Metal, enamel, glass or ceramic? Glass wins hands down! …. but I’m still going to use my ceramic dishes if I’m serving the quiche at the table…
If you have a metal pie dish with holes, see the note below the table.
|metal and enamel||glass||ceramic|
|Don’t break BUT sometimes they’re a bit flimsy and need additional support. If they have an enamel coating it can break and chip more easily – however, they are relatively cheap so, aside from the hassle, that’s not necessarily a disaster.||Break and chip even more easily.||Can heat unevenly so bits of crust cook more than others.|
|If they are coated in enamel – hand-dipped and double-coated as the Lakeland ones are- they will have better evenness of cooking and browning.Falcon Enamelware make beautiful traditional pie dishes. These retain heat well, and distribute heat well. The bottom of the pastry will continue to cook for a few minutes after taking it out of the oven, which is especially good if you are not baking blind.||Although metal conducts heat better than glass, glass is clear, so radiant energy can pass through. This helps the crust bake better – an advantage over both metal and ceramic dishes, and even better if you are not baking blind.retain heat well, and distribute heat well.||The bottom of the pastry will continue to cook for a few minutes after taking it out of the oven, which is good if you are not baking blind.|
|Acidic, fruit filling can react with aluminium and result in a ‘tinny’ taste.||No reaction with food.||No reaction with food.|
|Not transparent, you are flying by the seat of your pants.||Are transparent, so you can see the colour of the pastry.||Not transparent, you are flying by the seat of your pants.|
|Pastry clings better to the less slippery surface||Slipperier than metal so the pastry may be more likely to shrink and collapse… the solution is to add a pinch of baking powder to the pasty. Why? It helps the crust expand into the pie dish.||Slipperier than metal so the pastry may be more likely to shrink and collapse… the solution is to add a pinch of baking powder to the pasty. Why? It helps the crust expand into the pie dish.|
|Not very good to look at BUT you can, obviously, get loose-bottomed tins which enable you to turn the quiche out if you want to. The enamel dishes have a lovely traditional look to them.||They tend to look a bit utilitarian! At least they make them so they are stain resistant now.||Often very decorative and attractive|
For a post on baking blind, follow this link.

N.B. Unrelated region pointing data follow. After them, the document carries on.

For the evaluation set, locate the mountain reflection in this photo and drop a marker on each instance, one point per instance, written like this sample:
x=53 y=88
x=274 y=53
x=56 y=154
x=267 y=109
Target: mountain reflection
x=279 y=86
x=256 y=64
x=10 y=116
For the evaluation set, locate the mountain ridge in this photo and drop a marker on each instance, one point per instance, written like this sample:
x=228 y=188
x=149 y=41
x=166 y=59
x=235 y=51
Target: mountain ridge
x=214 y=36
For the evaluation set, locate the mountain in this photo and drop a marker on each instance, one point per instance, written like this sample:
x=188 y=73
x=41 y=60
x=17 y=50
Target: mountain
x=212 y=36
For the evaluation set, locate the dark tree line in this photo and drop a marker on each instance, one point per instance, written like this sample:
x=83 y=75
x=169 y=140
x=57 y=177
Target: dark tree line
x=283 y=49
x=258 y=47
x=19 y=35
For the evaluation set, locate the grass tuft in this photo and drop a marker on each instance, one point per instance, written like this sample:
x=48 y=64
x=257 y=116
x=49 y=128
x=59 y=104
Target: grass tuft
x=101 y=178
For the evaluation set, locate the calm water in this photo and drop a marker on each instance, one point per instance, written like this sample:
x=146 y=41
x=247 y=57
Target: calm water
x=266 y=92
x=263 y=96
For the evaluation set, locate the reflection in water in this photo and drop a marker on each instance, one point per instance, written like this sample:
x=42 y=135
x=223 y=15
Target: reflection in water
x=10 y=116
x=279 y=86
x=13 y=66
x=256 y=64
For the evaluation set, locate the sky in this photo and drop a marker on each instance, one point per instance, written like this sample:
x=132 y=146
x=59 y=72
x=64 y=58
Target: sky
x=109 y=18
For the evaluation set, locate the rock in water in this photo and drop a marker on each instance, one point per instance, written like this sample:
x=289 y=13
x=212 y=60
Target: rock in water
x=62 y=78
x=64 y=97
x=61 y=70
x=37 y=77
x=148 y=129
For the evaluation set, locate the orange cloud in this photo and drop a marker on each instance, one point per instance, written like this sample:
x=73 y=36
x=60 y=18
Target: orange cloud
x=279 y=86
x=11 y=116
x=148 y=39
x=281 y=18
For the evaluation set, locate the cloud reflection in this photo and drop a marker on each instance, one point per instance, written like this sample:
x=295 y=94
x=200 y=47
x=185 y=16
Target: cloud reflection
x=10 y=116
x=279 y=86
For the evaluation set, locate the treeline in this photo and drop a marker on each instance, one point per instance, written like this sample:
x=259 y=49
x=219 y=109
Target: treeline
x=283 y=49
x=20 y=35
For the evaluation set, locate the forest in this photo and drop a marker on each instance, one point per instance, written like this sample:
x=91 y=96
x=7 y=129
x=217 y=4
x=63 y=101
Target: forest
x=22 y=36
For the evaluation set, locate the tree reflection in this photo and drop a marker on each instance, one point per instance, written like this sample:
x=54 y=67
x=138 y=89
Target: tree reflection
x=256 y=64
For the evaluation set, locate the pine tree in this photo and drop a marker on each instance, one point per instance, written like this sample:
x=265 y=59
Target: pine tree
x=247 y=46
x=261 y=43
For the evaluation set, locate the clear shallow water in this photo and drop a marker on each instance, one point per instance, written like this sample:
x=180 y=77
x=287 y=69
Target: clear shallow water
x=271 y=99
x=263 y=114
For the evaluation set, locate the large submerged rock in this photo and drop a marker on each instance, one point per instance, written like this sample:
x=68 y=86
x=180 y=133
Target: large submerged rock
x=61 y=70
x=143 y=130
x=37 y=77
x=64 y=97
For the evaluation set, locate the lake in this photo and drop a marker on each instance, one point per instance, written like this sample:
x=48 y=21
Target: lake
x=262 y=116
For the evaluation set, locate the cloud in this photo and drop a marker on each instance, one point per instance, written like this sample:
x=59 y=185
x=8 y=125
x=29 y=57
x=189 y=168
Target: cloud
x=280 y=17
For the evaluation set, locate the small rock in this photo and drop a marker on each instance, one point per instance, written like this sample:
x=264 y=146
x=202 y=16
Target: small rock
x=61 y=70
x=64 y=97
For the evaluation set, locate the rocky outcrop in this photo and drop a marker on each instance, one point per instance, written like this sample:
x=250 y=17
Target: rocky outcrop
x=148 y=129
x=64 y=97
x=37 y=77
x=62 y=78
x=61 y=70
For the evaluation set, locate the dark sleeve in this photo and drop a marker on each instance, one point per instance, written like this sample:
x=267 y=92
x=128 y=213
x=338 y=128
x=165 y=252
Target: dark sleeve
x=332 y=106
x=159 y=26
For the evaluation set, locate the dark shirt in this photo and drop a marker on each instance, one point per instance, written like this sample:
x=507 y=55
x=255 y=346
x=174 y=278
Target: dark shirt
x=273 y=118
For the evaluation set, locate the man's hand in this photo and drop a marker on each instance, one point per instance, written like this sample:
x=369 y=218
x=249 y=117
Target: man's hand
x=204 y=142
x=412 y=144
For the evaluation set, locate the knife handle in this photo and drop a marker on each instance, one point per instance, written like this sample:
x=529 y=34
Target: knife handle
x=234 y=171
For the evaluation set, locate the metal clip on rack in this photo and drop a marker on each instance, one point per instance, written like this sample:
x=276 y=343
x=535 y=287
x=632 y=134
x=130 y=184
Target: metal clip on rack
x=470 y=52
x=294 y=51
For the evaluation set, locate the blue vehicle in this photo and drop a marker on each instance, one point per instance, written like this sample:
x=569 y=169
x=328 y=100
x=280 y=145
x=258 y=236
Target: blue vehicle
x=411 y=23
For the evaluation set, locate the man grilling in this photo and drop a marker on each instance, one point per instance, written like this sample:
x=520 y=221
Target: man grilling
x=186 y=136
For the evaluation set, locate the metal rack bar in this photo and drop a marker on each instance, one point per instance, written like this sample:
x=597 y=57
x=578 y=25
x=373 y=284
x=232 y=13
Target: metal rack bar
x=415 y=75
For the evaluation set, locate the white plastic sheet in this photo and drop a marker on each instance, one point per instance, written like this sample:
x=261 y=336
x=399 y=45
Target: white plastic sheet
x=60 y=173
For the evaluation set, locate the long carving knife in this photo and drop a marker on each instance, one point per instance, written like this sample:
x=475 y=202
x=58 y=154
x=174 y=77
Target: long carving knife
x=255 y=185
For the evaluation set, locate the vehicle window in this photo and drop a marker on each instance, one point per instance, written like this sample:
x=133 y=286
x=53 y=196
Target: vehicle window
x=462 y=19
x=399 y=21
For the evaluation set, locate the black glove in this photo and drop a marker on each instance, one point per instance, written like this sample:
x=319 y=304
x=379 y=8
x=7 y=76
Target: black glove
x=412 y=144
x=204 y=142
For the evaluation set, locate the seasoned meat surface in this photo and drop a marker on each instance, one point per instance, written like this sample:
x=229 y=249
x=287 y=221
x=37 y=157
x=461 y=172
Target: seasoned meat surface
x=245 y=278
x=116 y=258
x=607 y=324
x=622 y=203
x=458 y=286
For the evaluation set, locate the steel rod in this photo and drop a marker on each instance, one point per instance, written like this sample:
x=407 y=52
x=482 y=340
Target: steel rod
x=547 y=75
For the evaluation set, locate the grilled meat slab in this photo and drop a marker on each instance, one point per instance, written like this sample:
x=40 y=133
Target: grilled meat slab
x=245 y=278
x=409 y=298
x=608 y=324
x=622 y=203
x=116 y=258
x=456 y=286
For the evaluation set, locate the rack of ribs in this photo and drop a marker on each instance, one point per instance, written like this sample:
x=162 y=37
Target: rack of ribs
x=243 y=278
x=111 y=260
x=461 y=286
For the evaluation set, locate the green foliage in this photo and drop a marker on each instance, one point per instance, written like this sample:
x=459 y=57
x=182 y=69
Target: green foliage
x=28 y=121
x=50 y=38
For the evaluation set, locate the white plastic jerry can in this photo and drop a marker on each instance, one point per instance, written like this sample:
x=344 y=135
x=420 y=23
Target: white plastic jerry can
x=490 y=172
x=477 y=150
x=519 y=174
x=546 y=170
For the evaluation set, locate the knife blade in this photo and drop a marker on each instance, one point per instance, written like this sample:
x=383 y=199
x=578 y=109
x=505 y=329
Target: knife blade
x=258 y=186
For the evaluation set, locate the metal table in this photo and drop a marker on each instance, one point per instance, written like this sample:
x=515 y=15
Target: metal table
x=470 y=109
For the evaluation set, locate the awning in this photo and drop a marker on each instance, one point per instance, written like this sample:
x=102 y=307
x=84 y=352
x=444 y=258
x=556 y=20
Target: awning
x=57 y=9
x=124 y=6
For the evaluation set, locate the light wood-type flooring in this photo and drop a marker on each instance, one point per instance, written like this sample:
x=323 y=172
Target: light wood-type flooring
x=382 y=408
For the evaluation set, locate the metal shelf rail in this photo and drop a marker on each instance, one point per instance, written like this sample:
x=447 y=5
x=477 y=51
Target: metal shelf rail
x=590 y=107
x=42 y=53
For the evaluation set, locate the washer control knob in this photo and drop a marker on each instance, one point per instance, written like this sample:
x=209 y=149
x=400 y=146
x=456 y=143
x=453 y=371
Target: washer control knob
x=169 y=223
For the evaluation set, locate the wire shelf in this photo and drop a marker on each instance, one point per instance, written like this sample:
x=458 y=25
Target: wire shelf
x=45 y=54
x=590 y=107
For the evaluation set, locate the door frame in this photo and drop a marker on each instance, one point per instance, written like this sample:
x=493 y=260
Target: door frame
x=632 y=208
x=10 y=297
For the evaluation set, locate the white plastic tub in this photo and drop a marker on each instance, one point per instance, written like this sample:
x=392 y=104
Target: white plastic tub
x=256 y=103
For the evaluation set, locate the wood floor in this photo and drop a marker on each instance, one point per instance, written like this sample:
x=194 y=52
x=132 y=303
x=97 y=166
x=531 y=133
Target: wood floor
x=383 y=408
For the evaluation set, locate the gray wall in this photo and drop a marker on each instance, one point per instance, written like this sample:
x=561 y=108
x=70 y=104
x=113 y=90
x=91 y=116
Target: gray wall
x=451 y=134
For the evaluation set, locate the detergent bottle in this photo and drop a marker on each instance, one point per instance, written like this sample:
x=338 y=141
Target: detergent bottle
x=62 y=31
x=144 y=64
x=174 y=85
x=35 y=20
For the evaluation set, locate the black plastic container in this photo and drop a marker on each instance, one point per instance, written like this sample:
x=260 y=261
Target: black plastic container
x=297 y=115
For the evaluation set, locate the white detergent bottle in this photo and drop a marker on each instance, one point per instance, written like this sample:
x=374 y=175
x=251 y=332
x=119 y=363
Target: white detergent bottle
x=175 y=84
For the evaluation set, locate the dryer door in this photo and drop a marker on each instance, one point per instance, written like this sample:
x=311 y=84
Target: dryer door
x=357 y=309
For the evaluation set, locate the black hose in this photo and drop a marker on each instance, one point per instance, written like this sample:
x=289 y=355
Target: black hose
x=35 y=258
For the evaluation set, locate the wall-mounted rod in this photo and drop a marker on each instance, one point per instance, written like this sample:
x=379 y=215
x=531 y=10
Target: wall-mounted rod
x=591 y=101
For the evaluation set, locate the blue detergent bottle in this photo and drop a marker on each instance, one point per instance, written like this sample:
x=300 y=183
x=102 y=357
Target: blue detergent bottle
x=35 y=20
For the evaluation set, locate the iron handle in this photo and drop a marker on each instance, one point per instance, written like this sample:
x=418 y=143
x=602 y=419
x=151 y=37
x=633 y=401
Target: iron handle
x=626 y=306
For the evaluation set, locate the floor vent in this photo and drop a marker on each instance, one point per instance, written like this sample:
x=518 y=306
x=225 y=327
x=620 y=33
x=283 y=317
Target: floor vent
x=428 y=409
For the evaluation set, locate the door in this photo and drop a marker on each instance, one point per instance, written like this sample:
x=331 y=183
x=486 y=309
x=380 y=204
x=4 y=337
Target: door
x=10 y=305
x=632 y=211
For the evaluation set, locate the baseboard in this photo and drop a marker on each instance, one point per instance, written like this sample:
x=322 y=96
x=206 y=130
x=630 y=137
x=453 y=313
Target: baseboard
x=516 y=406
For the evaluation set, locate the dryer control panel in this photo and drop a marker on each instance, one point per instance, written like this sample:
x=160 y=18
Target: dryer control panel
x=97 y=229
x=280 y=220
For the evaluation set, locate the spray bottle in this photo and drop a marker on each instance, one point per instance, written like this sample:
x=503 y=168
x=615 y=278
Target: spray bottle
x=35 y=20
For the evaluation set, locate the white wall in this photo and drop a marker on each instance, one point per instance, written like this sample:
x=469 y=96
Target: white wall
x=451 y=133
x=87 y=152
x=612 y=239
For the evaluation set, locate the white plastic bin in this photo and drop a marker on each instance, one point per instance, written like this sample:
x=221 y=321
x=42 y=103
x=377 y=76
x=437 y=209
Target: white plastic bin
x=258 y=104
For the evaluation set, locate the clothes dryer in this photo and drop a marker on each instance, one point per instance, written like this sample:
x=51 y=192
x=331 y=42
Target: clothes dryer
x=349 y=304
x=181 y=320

For a post about using pie birds, follow this link.
For a post about how pies have developed over time, follow this link.
Note on metal pie dishes (and other bakeware) with holes
I recently got super excited in a kitchen shop (not wholly unusual) because I found a new kind of metal pie dish with holes in. The manufacturers maintain that the holes allow the moisture to escape resulting in crisper pastry. I bought two (a quiche and a deep pie pan) and I have tried both and I have to admit that I have not noticed any particular improvement. I’m still sticking with glass.
This is exactly the type of comparison I was looking for – thank you!
Hello Cherrie, I’m so glad you found it helpful, SD
I’ve found perforated metal pans prevent a soggy bottom (no reference to anyone’s baby or Soggy Bottom Boys singers).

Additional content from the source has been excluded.